The Ever-evolving Symphony Of Ihsahn
As the frontman of Emperor, Ihsahn rose to prominence in a black metal scene laced with screaming and violence. However, his music’s only grown more progressive, symphonic and melodic since. The avant-garde maestro tells Prog why his new, self-titled album is his most definitive and complex release yet.
Words: Matt Mills Images: Andy Ford
Ihsahn: from black metal to prog to who knows where?
It’s a frigid January when Prog video-calls Ihsahn. Outside, our hometown of London is enduring a particularly harsh winter, with temperatures hovering below freezing and ferocious winds only strengthening the bite of the chill in the air. However, we’re on the phone with a progressive metal musician who’s lived his whole life in Norway: we don’t get any sympathy.
“It’s around 0˚C?” Ihsahn asks rhetorically, sat in his home while wearing a jet-black turtleneck jumper. “That’s springtime!”
Ihsahn grew up looking the extreme potential of Norwegian nature dead in the face.
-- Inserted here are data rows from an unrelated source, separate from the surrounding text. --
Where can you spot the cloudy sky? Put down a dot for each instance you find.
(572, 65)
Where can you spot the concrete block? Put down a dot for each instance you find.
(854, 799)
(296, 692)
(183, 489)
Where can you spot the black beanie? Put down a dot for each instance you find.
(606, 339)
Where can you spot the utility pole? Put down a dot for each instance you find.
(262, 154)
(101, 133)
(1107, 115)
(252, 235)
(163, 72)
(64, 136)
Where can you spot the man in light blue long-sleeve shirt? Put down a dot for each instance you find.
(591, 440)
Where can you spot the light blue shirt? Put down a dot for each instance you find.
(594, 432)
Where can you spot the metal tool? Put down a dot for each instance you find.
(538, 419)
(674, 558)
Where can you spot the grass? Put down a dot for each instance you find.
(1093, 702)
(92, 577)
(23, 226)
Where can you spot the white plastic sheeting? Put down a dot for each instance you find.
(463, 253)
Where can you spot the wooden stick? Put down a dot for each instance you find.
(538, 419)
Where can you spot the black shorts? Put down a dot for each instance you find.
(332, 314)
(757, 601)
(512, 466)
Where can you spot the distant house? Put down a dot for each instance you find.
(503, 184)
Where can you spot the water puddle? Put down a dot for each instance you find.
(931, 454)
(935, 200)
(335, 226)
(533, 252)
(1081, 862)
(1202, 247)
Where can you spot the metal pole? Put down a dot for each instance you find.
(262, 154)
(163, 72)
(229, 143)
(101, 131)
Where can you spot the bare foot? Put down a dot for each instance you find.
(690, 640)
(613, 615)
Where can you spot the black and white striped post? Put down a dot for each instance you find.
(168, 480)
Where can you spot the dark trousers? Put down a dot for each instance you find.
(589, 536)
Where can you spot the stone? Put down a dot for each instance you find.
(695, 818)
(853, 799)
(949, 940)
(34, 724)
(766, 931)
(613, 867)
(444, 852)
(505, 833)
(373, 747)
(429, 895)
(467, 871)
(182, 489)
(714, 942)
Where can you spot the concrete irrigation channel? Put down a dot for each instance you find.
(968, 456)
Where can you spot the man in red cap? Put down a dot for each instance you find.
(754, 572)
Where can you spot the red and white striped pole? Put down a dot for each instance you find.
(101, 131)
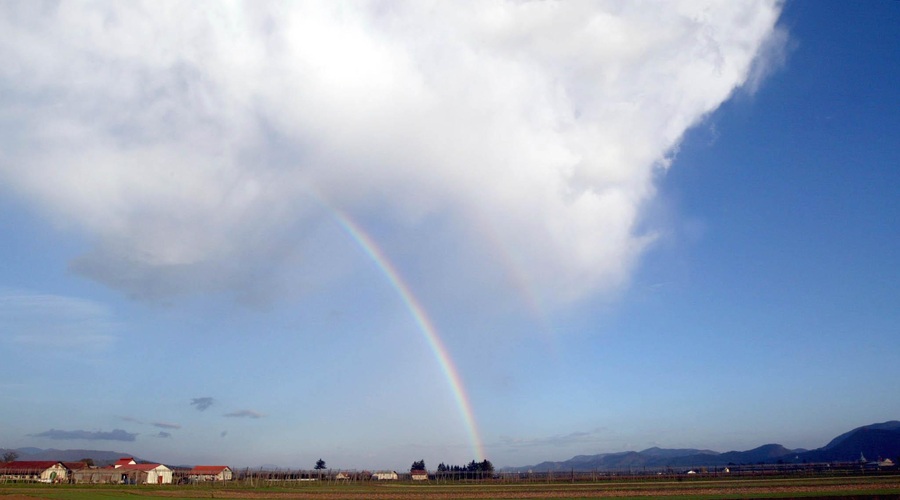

When standing right outside the farm he was raised on in the rural town of Notodden, he could see snow-capped mountains and icecold rivers. Indoors, he spent most of his time shielded from the elements playing piano and guitar, inspired by the majesty of such metal icons as Iron Maiden and Twisted Sister, alongside swelling soundtracks composed by Jerry Goldsmith and John Williams.